Tu aurais été écoeuré par les massacres du 7 Octobre. Tu aurais condamné ces actes de toutes tes forces tant devant les scolaires que dans les médias. Tu aurais fermement soutenu le droit d’Israel à se défendre. Mais tu aurais aussi dit que toute comparaison avec la Shoah était une hérésie. Pendant la Shoah les juifs n’avaient ni armes ni armée, ils étaient enfermés dans des ghettos abandonnés du reste du monde, ils n’avaient pas de tunnels sous-terrains où se cacher, ils étaient réduits à l’esclavage dans des camps de travaux forcés où ils étaient acheminés en masse dans des wagons à bétail, ils mouraient d’épuisement et de désespoir, ils étaient exterminés à la chaîne dans des chambres à gaz et de là dans des fours crématoires, ils étaient assassinés par balles devant des fosses communes qu’on leur avait fait creuser, ils étaient torturés, pendus, exécutés pendant qu’on tuait leurs enfants et qu’on violait leur femmes avant de les achever. Tu aurais dit que ceux qui comparent les massacres du Hamas à la Shoah n’ont rien appris de l’Histoire, qu’aveuglés par leur haine antisémite viscérale ils la réduisent à une horreur parmi d’autres, à un détail de l’Histoire.
On se serait parlé chaque jour au téléphone. J’aurais tout fait pour te rassurer afin que tu ne sombres pas dans le trou noir de tes souffrances passées. Pour te remonter le moral je t’aurais dit la vérité. Celle que tu as édifiée en exemple au cours des 75 années qui ont suivi ta libération de Buchnewald le 11 Avril 1945, vérité qui est ta leçon magistrale et qui nous sert à tous de modèle. Qu’il est possible non seulement de survivre au pire mais aussi de vivre et donner la vie après avoir vécu l’enfer. Qu’il ne faut jamais perdre espoir, espoir en l’homme, en la vie, en l’avenir. Tu as fait de ta vie un combat. Comme mon beau-père Jo Alfandari qui s’est engagé volontaire dans le régiment grec de l’armée britannique pour combattre les nazis. Vous avez été un modèle exceptionnel pour nous tous. Vous nous avez donné une leçon d’humanité, de dignité, de justice, de combat, de liberté.

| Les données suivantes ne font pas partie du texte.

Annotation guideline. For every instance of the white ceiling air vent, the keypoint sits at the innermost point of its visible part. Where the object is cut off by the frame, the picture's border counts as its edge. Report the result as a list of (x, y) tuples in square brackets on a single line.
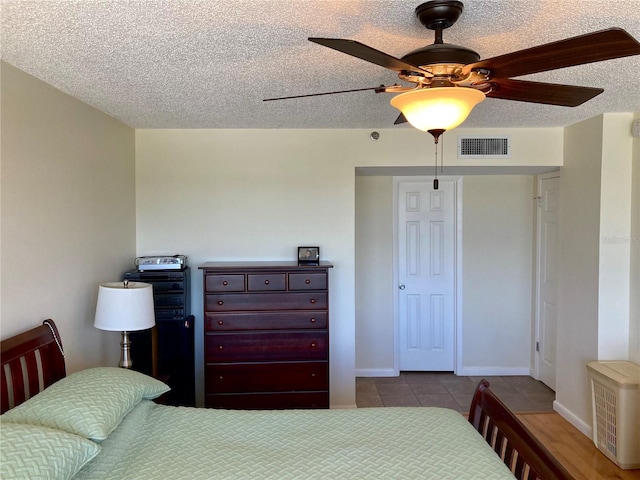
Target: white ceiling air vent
[(484, 146)]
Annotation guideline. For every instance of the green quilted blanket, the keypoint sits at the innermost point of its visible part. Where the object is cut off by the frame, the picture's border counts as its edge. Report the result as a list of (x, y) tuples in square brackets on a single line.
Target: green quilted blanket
[(162, 442)]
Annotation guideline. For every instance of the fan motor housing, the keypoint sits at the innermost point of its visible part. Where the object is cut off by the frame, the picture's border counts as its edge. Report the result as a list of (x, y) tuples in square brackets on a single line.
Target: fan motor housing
[(441, 53), (439, 13)]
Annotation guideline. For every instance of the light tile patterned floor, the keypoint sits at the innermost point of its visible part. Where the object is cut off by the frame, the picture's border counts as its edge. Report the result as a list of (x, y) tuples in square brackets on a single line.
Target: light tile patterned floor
[(443, 389)]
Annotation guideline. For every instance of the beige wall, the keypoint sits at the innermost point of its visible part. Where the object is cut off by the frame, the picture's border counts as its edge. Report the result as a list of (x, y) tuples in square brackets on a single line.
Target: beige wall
[(257, 194), (497, 270), (68, 216), (594, 297), (374, 276), (634, 284), (68, 185)]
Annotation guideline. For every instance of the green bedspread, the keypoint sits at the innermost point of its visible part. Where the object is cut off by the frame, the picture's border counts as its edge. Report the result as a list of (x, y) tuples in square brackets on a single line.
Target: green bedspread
[(162, 442)]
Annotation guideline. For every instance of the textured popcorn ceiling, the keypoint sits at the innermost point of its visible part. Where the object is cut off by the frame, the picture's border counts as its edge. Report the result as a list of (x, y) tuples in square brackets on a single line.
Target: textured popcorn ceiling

Sache que tes enfants, beaux-enfants, petits-enfants et arrière petits-enfants continuent votre combat.
Ton fils Michel
2 Février 2024
Page d’accueil
English
Hébreu - הבלוג בעברית

Quel beau message, honneur à votre père et beau père. Garder la foi en l’homme celle qui nous aidera à poursuivre notre chemin pour une himanité empreinte de compassion et de respect de l’autre.
Merci à vous
Magnifique hommage et tellement vrai pour votre papa que j’ai eu l’occasion de voir et d’écouter lors de ma visite à Auschwitz à Pâques 2013.
De tout coeur toujours avec vous!
Martine Van Bever
En te remerciant pour cette si jolie lettre et pour nous donner encore un peu espoir. Am Israël chai
Michel
Ta lettre a ton père est une œuvre d’art, un monument .
🙏🏻🇮🇱🙏🏻🇮🇱🙏🏻🇮🇱🙏🏻🇮🇱
Cher Michel,
Ta lettre est touchante parce que tu lui racontes, et nous racontes ton ressentis, tout nu.
Ce qu’il adviendra ensuite, explications, causes, remèdes, ce sera plus tard.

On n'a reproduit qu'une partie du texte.